Mining giant Rio Tinto has signed another solar deal with another Pilbara Indigenous group, as it slowly replaces gas power with renewables.
The deal with the Ngarluma Aboriginal Corporation (NAC) will allow an 80 megawatt (MW) solar farm be built next to Rio Tinto’s existing Yurralyi Maya Power Station, near Karratha.
The solar farm will provide sustainable revenues and increase contracting opportunities for NAC as well as having a positive environmental impact on the area, says NAC CEO Ljuba Mojovic.
“We’re fortunate to embark on our first renewable energy project with Rio Tinto to reduce emissions and to create economic opportunities for the Ngarluma People,” she said.
A feasibility study is expected to be completed in early 2025, with commissioning in 2027.
This may be the first project Rio Tinto has signed with NAC, but it’s not the first for the Indigenous group.
In 2022, NAC signed an agreement with oil and gas giant Woodside Energy to build the first stage of a 500MW solar project in the Pilbara, a 50MW solar farm in Maitland, 15 km southwest of Karratha.
Woodside secured Western Australia approvals for the full $300 million project in late 2023, which also includes a plan to install up to 2 gigawatt hours (GWh) of battery storage.

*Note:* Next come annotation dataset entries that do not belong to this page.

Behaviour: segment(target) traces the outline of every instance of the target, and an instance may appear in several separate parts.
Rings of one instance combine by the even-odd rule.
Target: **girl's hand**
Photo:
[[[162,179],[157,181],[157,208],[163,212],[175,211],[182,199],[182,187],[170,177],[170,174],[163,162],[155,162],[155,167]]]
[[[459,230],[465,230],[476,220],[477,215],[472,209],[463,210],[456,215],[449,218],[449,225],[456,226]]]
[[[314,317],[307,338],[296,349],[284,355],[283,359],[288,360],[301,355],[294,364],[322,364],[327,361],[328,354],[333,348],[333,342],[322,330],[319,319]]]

However, the nod came with strict conditions around waste and land disturbance,
The power from the solar farm on NAC land will supply Rio Tinto’s iron ore operations in the Pilbara, and potentially displace up to 11 per cent of natural gas currently used for electricity generation across all of the miner’s operations in the region.
However, the company will need 600-700 MW of renewable energy by 2030 if it wants to displace most of its gas use from four gas-fired power stations in the Pilbara.
And that is before accounting for fleet electrification by the same deadline, the company says.
It also has a budget of $7.5 billion to reduce Scope 1 and Scope 3 emissions by 50 per cent by 2030 across its global operations.
With that in mind, in October 2023, Rio Tinto signed a memorandum of understanding (MOU) with the Yindjibarndi Energy Corporation (YEC) to explore wind, solar and battery energy storage systems on the Indigenous group’s land.
YEC wants to develop some 750MW of renewables on land where it holds exclusive possession, the strongest form of native rights, and partnered with Philippines renewables developer Acen Corporation to do so.
Rio Tinto, meanwhile, is also still dealing with the fallout from its destruction of two shelters in the Juukan Gorge on the lands of the Puutu Kunti Kurrama and Pinikura people in 2021, and damage caused last year to a rock shelter from a blast at its Nammuldi operations.